US DHS Testing FOSS Security
Stony Stevenson alerts us to a US Department of Homeland Security program in which subcontractors have been examining FOSS source code for security vulnerabilities. InformationWeek.com takes a glass-half-empty approach to reporting the story, saying that for FOSS code on average 1 line in 1000 contains a security bug. From the article: 'A total of 7,826 open source project defects have been fixed through the Homeland Security review, or one every two hours since it was launched in 2006 ...' ZDNet Australia prefers to emphasize those FOSS projects that fixed every reported bug, thus achieving a clean bill of health according to DHS. These include PHP, Perl, Python, Postfix, and Samba.
You can't ever say that proprietary software is secure, because there's no way to prove it. With Open Source, you can come a lot closer to proving that it is secure, because you can employ every security test that exists.
The fact that a coverity scanner bug is reported doesn't mean it's an exploitable security flaw.
Bruce
Bruce Perens.
Although I understand what you're trying to say, it does seem a little irrelevant.
I'm a software security engineer. I can look at source code and tell you if it has some bugs in it that I would consider relevant to security. If I can't find any, I might tell you that it is more secure than if I could... but that's doesn't mean it is secure. I'll never tell you it is secure, because testing simply can't give you that. I can do this on proprietary software or I can do this on Open Source software.. the only difference is that, with the Open Source software, I don't need permission from someone to do the testing and other people don't need permission to check my work.

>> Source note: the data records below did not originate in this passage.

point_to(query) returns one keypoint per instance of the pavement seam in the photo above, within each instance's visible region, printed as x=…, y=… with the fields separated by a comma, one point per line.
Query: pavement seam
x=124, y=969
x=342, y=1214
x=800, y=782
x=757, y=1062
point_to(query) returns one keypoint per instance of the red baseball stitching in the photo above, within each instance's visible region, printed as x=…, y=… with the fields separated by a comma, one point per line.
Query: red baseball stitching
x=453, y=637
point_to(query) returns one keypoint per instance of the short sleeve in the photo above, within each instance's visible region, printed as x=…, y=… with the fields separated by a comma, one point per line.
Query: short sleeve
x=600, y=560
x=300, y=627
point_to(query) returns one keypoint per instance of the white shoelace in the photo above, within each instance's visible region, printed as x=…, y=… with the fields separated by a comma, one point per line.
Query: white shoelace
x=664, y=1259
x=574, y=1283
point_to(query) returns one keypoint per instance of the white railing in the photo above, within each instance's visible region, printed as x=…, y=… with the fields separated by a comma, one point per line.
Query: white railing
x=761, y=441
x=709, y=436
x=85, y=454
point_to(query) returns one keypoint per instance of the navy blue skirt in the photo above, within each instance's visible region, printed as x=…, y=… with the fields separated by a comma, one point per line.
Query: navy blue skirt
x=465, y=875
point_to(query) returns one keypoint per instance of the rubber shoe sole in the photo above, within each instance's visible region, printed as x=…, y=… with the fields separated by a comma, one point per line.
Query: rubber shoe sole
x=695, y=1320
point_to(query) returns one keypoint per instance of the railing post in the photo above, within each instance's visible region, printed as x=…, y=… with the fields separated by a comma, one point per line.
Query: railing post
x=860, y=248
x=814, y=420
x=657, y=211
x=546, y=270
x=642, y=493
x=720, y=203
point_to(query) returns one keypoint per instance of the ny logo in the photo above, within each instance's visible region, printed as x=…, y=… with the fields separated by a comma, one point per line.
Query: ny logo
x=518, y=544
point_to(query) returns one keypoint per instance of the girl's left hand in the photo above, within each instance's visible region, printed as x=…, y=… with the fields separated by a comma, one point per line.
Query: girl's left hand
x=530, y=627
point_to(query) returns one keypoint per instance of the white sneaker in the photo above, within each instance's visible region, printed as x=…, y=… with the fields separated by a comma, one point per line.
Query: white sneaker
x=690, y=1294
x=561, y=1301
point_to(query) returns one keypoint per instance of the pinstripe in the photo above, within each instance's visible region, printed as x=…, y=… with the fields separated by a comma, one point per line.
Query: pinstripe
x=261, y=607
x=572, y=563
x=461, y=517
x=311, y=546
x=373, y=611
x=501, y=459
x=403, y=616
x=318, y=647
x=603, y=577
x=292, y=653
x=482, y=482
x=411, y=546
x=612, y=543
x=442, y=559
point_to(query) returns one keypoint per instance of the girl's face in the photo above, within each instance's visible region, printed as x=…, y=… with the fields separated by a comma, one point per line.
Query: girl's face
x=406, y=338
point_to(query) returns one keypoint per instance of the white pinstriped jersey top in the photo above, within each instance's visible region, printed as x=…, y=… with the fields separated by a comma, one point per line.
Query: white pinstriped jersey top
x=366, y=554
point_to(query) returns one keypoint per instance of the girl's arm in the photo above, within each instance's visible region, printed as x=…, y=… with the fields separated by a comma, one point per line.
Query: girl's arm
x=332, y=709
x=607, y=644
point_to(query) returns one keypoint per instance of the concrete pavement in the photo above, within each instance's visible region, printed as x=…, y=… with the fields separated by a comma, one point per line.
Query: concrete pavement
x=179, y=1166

Does this mean that more people will check the Open Source software for security flaws? Not necessarily. It completely depends on whether or not someone has an interest in the security of that particular bit of software. Even assuming a similar level of interest in the security of comparable proprietary and Open Source software, there's no guarantee that those who have an interest in testing the Open Source software for security flaws will report back the findings. They may simply decide that the Open Source software is too insecure for their use and go with the proprietary solution - assuming they can have it similarly tested by a trusted third party.

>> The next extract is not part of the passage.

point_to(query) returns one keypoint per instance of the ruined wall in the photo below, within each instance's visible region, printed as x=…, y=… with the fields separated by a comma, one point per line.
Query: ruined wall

All in all, the assumption that Open Source software is more secure than proprietary software is most likely true, but there's no hard data.. because the stats on the insecurity of proprietary software are guarded secrets - and that's probably the best reason to assume that proprietary software is less secure.
How we know is more important than what we know.
This seems like a genuinely useful activity for DHS, certainly more valuable than x-raying my shoes and confiscating my saline solution.
What I'm listening to now on Pandora...
I submit that people who are only looking for security flaws don't have a motivation to develop a deep understanding of the software. People who are out to modify the software do. And thus there are not just more eyes, but better eyes with Free Software.
There is a class of mathematically provable software languages, and you might be able to say with surety that programs in them are secure. For the languages we usually use, you can only say that you have tested them in the ways you know of. And only a person with access to the source can say that. If you want an independent asessment, Open Source software won't stop one from happening, and won't hinder what can be said with NDAs. That's why I think it's more secure.
Bruce
Bruce Perens.
I see nothing wrong with a 3rd party specialized in this sort of auditing to actually do it, instead of a whole bunch of programmers & others who probably don't have that specialization, and are most often busy with actually being 'productive' and thus have no time to audit themselves (impossible) or others (not always efficient)
Coz eternity my friend, is a long *ing time.
It also shows that open source has failed to use a common tool to self audit - it took a third party to do so.
Since an audit is usually an independent review, I see it as only logical for it to have been done by a third party.
The point is, it is open. Anyone may perform an audit at any time they wish to do so.
And everyone apart from the developers themslves and the users of the software is third party, by definition.
Ignore this signature. By order.
That is what open source is all about, anybody can contribute their worth while efforts to it. Contribution to open source not only includes code, it also includes, auditing as well as actual innovation and even those other activities like distribution, documentation, promotion and support.
So your illogical claim of failure is in reality open source success. I will never understand why closed source proprietary zealots just don't get it, I suppose it just goes to prove greed and stupidity really do go hand in hand ;).